Speaking at a virtual High-Level Meeting on International Debt Architecture and Liquidity, he also recommended expansion of the G20’s move to cover the most vulnerable countries, including some of the small island developing countries.
The meeting has been convened jointly by UN Secretary-General Antonio Guterres, Jamaican Prime Minister Andrew Holness, and Canadian Prime Minister Justin Trudeau.
The virtual meeting followed-up on a series of meetings since last year to mobilize action to assist the economic recovery from the pandemic.
In April 2020, Pakistan Prime Minister Imran Khan was the first leader to call for urgent debt relief, and the suspension of debt by G20 brought some “breathing space” to the developing countries.
In his remarks Ambassador Akram emphasized that several possible mechanisms for debt relief and restructuring including debt deferral, debt buyout, and debt swaps — which have been identified — should be implemented, with the participation of private creditors, who hold the vast majority of developing country.
“To ensure sustainable management of developing country debt, it is also essential to review and update the global debt architecture, and various proposals have been put forward including the possibility of creation of a public global rating agency,” the ECOSOC chief said.
He also welcomed an indication by the International Monetary Fund chief to present a formal proposal by June for a new SDR (Special Drawing Rights) allocation of $650 billion and also to examine the options to reallocate SDRs to support vulnerable and low income countries
“The IMF now has ample ‘firepower’ to expand its emergency and recovery support to the developing countries,” the ECOSOC chief said, adding that the Multilateral Development Banks, especially the World Bank, were also in a position to expand their emergency lending.
The creation of a Liquidity and Sustainability Facility to lower interest rates on loans to developing countries, as proposed by the Economic Commission for Africa, would be an important instrument to expand developing countries’ access to market capital, Ambassador Akram said.
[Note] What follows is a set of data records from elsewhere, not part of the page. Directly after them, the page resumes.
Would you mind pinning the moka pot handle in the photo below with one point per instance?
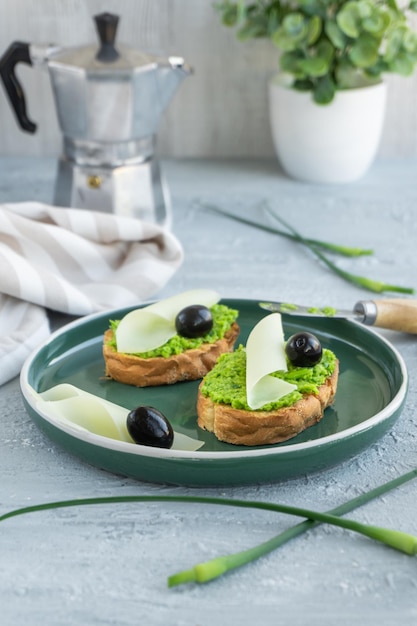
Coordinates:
(17, 52)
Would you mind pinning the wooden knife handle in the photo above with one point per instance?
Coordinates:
(397, 314)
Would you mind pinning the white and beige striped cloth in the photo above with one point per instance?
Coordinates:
(72, 261)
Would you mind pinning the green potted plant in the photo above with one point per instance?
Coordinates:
(333, 55)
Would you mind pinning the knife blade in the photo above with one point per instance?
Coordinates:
(391, 313)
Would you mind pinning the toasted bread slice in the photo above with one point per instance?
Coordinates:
(188, 365)
(256, 428)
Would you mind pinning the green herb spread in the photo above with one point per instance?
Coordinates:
(226, 382)
(223, 318)
(328, 311)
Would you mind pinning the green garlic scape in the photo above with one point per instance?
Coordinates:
(316, 247)
(327, 45)
(203, 572)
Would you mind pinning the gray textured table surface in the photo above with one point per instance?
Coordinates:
(108, 565)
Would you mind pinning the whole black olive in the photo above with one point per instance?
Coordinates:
(304, 350)
(194, 321)
(149, 427)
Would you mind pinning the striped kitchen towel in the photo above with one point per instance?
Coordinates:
(73, 261)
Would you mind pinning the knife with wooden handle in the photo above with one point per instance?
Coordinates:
(392, 313)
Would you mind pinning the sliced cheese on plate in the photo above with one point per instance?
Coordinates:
(71, 406)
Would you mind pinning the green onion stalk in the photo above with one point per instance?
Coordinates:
(204, 572)
(317, 246)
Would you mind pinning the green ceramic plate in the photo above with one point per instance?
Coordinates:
(371, 393)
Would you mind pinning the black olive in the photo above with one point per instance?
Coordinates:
(304, 350)
(149, 427)
(194, 321)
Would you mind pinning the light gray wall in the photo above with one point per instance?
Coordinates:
(220, 111)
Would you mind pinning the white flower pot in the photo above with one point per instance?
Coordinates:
(333, 143)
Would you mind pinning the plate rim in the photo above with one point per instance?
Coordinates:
(200, 455)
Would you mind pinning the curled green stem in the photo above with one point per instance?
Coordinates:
(366, 283)
(331, 247)
(212, 569)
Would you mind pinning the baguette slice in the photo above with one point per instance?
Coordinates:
(257, 428)
(188, 365)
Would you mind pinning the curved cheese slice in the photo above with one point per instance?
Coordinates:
(265, 354)
(72, 406)
(149, 328)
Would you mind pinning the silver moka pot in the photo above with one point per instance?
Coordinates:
(109, 101)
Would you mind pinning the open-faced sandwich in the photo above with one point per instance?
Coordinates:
(179, 338)
(269, 391)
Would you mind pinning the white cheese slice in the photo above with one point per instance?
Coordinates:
(265, 354)
(79, 409)
(152, 326)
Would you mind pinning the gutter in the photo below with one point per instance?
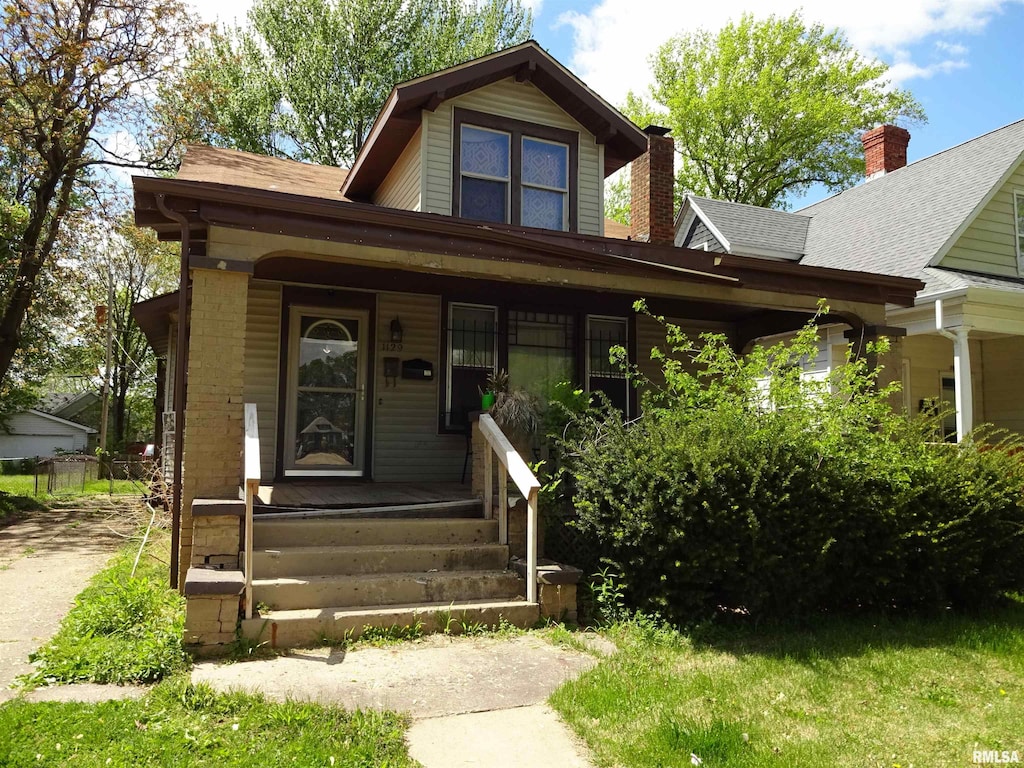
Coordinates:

To ensure transition to a sustainable growth model, he called on the developed countries to fulfill their promise to mobilize $100 billion annually in climate finance.
“It is also vital to find ways to access the $378 trillion held in private capital to mobilize at least $1 trillion annually -in sustainable infrastructure investment. Without sustainable infrastructure, we will not be able to achieve either the SDGs or the climate goals.”
Pointing out that an estimated $178 billion flowed out of the developing countries last year to the developed countries, Ambassador Akram called for specific steps to halt and reverse this bleeding of resources from developing countries.